On September 9, 2021, Ignitis Group acquired 100% of the capital of Ignitis Gamyba after delisting the later from Nasdaq Vilnius alongside Energijos skirstymo operatorius. In July 2024, Ignitis transferred equipment from its TPP-3 Vilnius thermal power plant to support Ukraine's energy infrastructure as part of the Baltics states mission to support the freedom.

=== Investment in renewable energy across the Baltic countries ===
In 2023, Copenhagen Infrastructure Partners and Ignitis won the tender in an auction to develop offshore wind farms in the Liivi 1 and Liivi 2 areas for Estonia in the Baltic Sea. In November 2024, the Group announced its intent to participate in second tender to develop 700 MW offshore wind capacity in the Baltic Sea off the coast of Lithuania. It will attempt to identify a partner for the project. This followed Ignitis' win of the first tender in 2023 with a partner.

The company also plans significant investment in Latvia. The company has announced plans to invest €178 million in solar energy in Latvia through three solar farms in Kuldīga and Bauska. Ignitis plans to invest at least €700 million in solar and wind projects in Latvia.

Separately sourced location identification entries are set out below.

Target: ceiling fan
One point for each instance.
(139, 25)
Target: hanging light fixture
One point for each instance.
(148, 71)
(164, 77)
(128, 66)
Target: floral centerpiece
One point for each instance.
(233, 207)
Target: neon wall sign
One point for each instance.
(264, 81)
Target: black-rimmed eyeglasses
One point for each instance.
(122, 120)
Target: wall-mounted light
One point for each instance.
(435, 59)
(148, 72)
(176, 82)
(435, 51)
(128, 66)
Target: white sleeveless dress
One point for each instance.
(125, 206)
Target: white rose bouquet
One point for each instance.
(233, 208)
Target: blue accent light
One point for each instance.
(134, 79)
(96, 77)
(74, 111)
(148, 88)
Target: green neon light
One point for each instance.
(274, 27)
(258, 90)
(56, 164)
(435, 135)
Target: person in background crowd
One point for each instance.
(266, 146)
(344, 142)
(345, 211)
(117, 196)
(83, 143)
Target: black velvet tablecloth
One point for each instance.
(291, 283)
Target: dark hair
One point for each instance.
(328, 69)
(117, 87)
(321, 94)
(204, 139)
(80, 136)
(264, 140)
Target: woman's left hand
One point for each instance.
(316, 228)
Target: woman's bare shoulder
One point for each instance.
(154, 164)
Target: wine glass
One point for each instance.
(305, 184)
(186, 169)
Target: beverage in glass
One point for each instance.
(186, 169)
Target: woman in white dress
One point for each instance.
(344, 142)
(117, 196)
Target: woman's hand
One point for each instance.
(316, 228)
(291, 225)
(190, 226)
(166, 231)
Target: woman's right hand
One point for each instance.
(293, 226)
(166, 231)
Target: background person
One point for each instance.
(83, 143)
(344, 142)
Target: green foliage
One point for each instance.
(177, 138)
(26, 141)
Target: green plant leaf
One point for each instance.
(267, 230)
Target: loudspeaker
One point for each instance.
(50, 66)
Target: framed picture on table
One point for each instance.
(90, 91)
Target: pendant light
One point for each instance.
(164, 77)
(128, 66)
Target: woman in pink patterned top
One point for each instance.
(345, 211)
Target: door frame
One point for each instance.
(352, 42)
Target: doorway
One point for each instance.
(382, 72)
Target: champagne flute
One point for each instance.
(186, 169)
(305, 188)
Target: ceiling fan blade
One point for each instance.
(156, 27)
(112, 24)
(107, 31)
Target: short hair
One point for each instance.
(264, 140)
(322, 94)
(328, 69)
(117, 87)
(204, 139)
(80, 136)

It also plans an investment of €115 million to develop the largest fast-charging network for electric cars in Latvia by 2026.

The company manages investment in renewable energy through its subsidiary, Ignitis Renewables.

==Operations==

Ignitis Gamyba (100% stake owned by Ignitis Group) owns the Elektrėnai Power Plant, the Kruonis Pumped Storage Plant and the Kaunas Hydroelectric Power Plant. Meanwhile, the Vilnius Combined Heat and Power Plant is 100% owned directly by Ignitis Group. Ignitis supplies electricity through Energijos Skirstymo Operatorius AB (100% stake owned by Ignitis Group) and natural gas through Ignitis UAB. Its subsidiary UAB Ignitis Renewables is responsible for the wind and solar energy projects. In addition to Lithuania, Ignitis operates in Estonia, Latvia, Poland, and Finland.